Primeiro por ser um espaço diferente daqueles onde já tinha trabalhado. Trabalhei a norte e a centro, e quem nos conhece lá já sabe o que são as nossas ideias, o nosso padrão de jogo. Quando falamos de André David não podemos esquecer-nos que represento uma equipa técnica. Norte e centro já conhecem o nosso trabalho, esta foi a oportunidade no sul. O objectivo são os lugares de acesso ao play-off de subida. A equipa tem crescido de acordo com as nossas ideias. O grupo de trabalho é o que temos, nem adianta estar com lamentações. A nossa função é essa, fomos contratados para potenciar o que temos. Pela forma como a equipa trabalha, acredito que vai conseguir mais e melhores resultados em breve.

É uma situação desconfortável pegar numa equipa que foi construída por outro treinador?

É óbvio. E o essencial aqui nem é o facto de não ter sido construída por nós. O que preocupa é a falta daquele trabalho de pré-época, as cinco ou seis semanas em que conseguimos rentabilizar o tempo para chegar a uma forma de jogar que é a nossa imagem de marca. Neste caso, esse processo tem de ser feito em competição. E, sendo feito em competição, há coisas que tentamos apressar e não saem tão bem.

Começou a treinar muito jovem, aos 21 anos. O que o atraiu na altura?
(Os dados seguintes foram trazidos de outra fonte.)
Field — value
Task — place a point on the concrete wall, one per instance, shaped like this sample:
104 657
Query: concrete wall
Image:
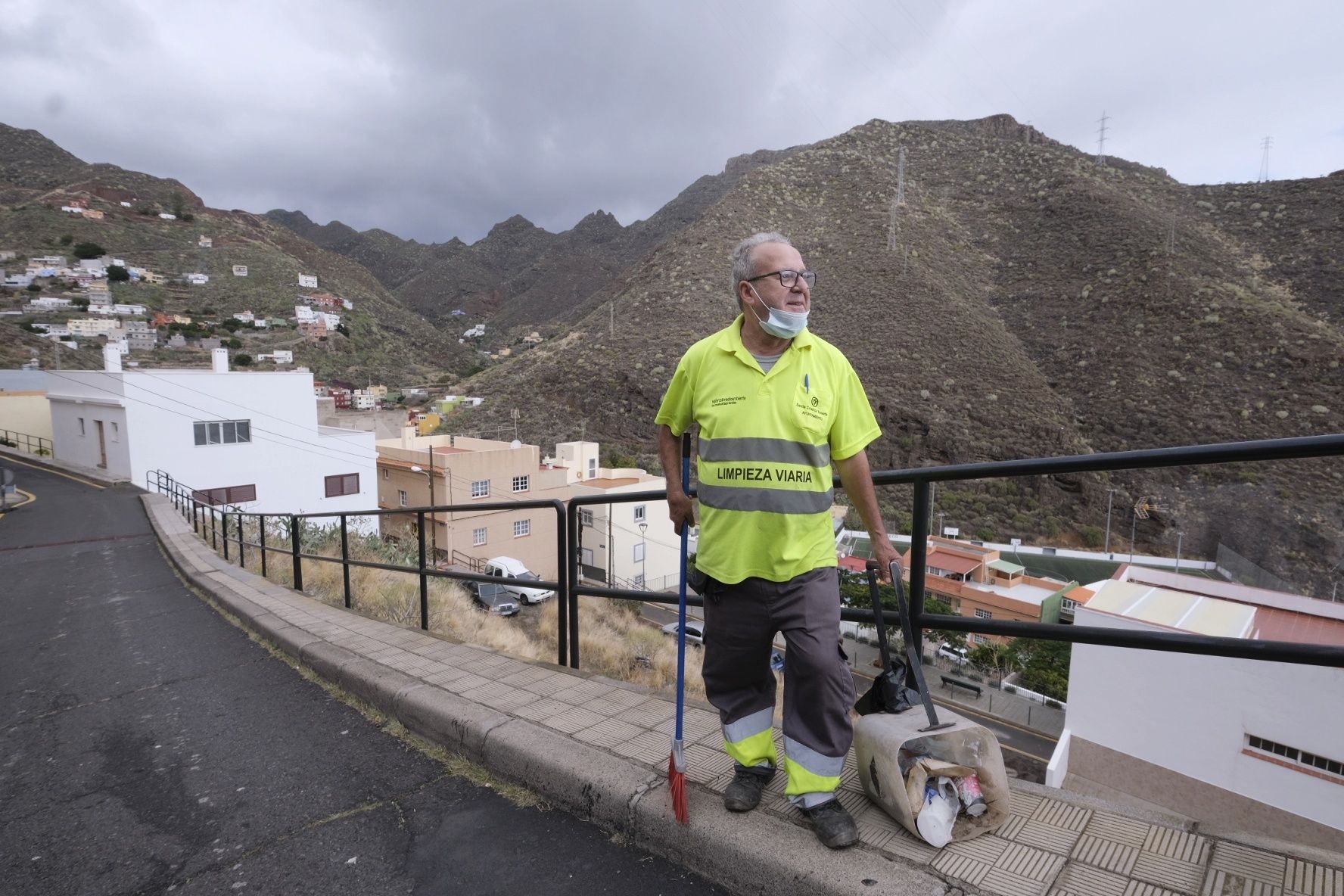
1191 715
26 412
288 459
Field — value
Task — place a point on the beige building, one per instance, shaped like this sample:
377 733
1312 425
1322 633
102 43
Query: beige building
468 471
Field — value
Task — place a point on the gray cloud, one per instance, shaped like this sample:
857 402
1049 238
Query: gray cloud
434 120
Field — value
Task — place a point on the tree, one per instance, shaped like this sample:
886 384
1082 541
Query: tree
999 658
Ainda sou da geração que sonhava ser jogador de futebol. Eu era guarda-redes, portanto via o jogo de trás, coordenava o que se passava à minha frente, e muito cedo percebi que gostava de ser treinador. Só entrei para o curso de Desporto para ser treinador. Fui jogando para ganhar uns trocos para estudar. E, quando pude, dediquei-me única e exclusivamente ao treino. A minha qualidade não era de excelência e não era compatível jogar e treinar. Fui desenvolvendo o ADN que um treinador tem, a partir de várias coisas, o ensino, aquilo que fui como jogador, aquilo que sou como adepto de futebol e amante do jogo. Comecei aos 21, mas aos 23 dediquei-me só ao treino.

Que ADN é esse?

Gostamos de um jogo mais curto, mais apoiado, ligado desde o guarda-redes à frente, com a equipa a chegar junta ao ataque e a ter uma reacção forte à perda. Procuramos ter uma equipa controladora e dominadora. O jogo de futebol faz-se com bola, e tê-la é a forma mais bonita de mostrar a qualidade individual dos jogadores. Mas o objectivo é ganhar, e os resultados é que validam as ideias. Jogar bonito e perder não é jogar bem, é jogar mal. O processo é que tem de levar ao resultado. Não é falta de modéstia, mas neste percurso todo ganhámos muito mais vezes do que perdemos. Isso valida a nossa ideia e dá-nos confiança que este é o caminho certo.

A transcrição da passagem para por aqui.